Since we managed to vectorize our data we can apply to it pretty much any classification model.

## Decision Tree

In [52]:
tree_model = DecisionTreeClassifier(random_state=42)
tree_model.fit(x_train,y_train)
y_pred = tree_model.predict(x_test)

acc_score = accuracy_score(y_test, y_pred)
rec_score = recall_score(y_test, y_pred)

print(f'leaves:{tree_model.get_n_leaves()}')
print(f'depth:{tree_model.get_depth()}')
print(f'accuracy:   {acc_score}')
print(f'recall:     {rec_score}')



leaves:127
depth:72
accuracy:   0.7150837988826816
recall:     0.6037735849056604


As we can see, the code above created a pretty big decision tree, this means that the tree is probably overfitting our data, and hence causing the accuracy and recall measurements to drop respect to the Naive Bayes models.

## Random forest

In [89]:
RFC_model = RandomForestClassifier(random_state=42)
RFC_model.fit(x_train,y_train)
y_pred = RFC_model.predict(x_test)

acc_score = accuracy_score(y_test, y_pred)
rec_score = recall_score(y_test, y_pred)

print(f'accuracy:   {acc_score}')
print(f'recall:     {rec_score}')

accuracy:   0.7988826815642458
recall:     0.7358490566037735


This solves the overfitting problem of the decision tree

## Logistic regression

**Important note**: We do not need to normalize the values of the log model in this case and as it was tested, doing it would result in worse predicting capabilities for the model.
This happens because all of our data has the same scale already (it is not like comparing kilometers centimeters, we are comparing counts of words for the same review comment), scaling the data in any way would result in a distortion of the data in ways that counteract the L2 regularization that is applied by sklearn to the logistic regression model. 

In [85]:
log_model = LogisticRegression(random_state=42)
log_model.fit(x_train,y_train)
y_pred = log_model.predict(x_test)

acc_score = accuracy_score(y_test, y_pred)
rec_score = recall_score(y_test, y_pred)

print(f'accuracy:   {acc_score}')
print(f'recall:     {rec_score}')

accuracy:   0.8324022346368715
recall:     0.8113207547169812


This is a surprising result. Given my superficial knowledge of the logistic regression model I couldn't come up with a strong explanation of why it performs better than Naive Bayes but I formulated some hypothesis anyway:
- For this particular dataset and task the independency of the features does not hold worsening the Naive Bayes models predictions. In our case that means, the presence and amount of some words affect the presence and amount of some others.

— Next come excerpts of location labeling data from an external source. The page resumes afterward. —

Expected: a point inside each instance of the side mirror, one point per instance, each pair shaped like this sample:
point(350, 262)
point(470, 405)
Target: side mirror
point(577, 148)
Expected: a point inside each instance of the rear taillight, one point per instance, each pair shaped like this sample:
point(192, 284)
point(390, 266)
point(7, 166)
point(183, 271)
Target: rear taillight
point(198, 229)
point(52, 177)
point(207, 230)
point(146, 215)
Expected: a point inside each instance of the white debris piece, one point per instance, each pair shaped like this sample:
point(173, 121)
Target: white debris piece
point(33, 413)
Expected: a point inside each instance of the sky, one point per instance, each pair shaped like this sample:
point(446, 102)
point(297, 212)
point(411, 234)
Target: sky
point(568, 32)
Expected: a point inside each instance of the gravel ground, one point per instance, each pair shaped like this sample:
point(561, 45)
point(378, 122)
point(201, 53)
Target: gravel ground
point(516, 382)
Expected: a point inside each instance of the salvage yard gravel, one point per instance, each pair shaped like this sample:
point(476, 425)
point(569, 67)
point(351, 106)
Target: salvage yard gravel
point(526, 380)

This has some chance of being true because those reviews have long sentences and that might be related to more complex grammatical structures.
- The count of the words affect the odds of the review to be positive in an exponential way making the data fit very well the assumptions of the logistic regression model. This would happen for instance if the people giving negative reviews were more prone to just saying what they don't like with phrases like "this is crap" or "it is broke and full of bugs", and at the same time the people who leave positive reviews were prone to emphasize how much they liked the application using long descriptions and using epizeuxis (a repetition of a word or phrase in quick succession) in sentences like "this is very very fun to play".
- It happened by chance because the dataset is fairly small, and if the dataset were bigger then the Naive Bayes model would outperform the logistic regression.

# Conclussions

- models reliant on probabilistic classification beat the tree-based ones, this may be due to the dataset containing few data clusters.
- Even though Naive Bayes is usually better for text classification, in this case logistic regression is significantly better (specially in the recall score).
- More tests and a deeper analysis are needed to understand why the logistic regression model worked better that the Naive Bayes ones.
- Although doing a complete EDA was not necessary, it would be good for some text classification tasks like this one (it would have to be performed after the text vectorization) since multivariate analysis would help identifying if the independency of the features holds for our dataset.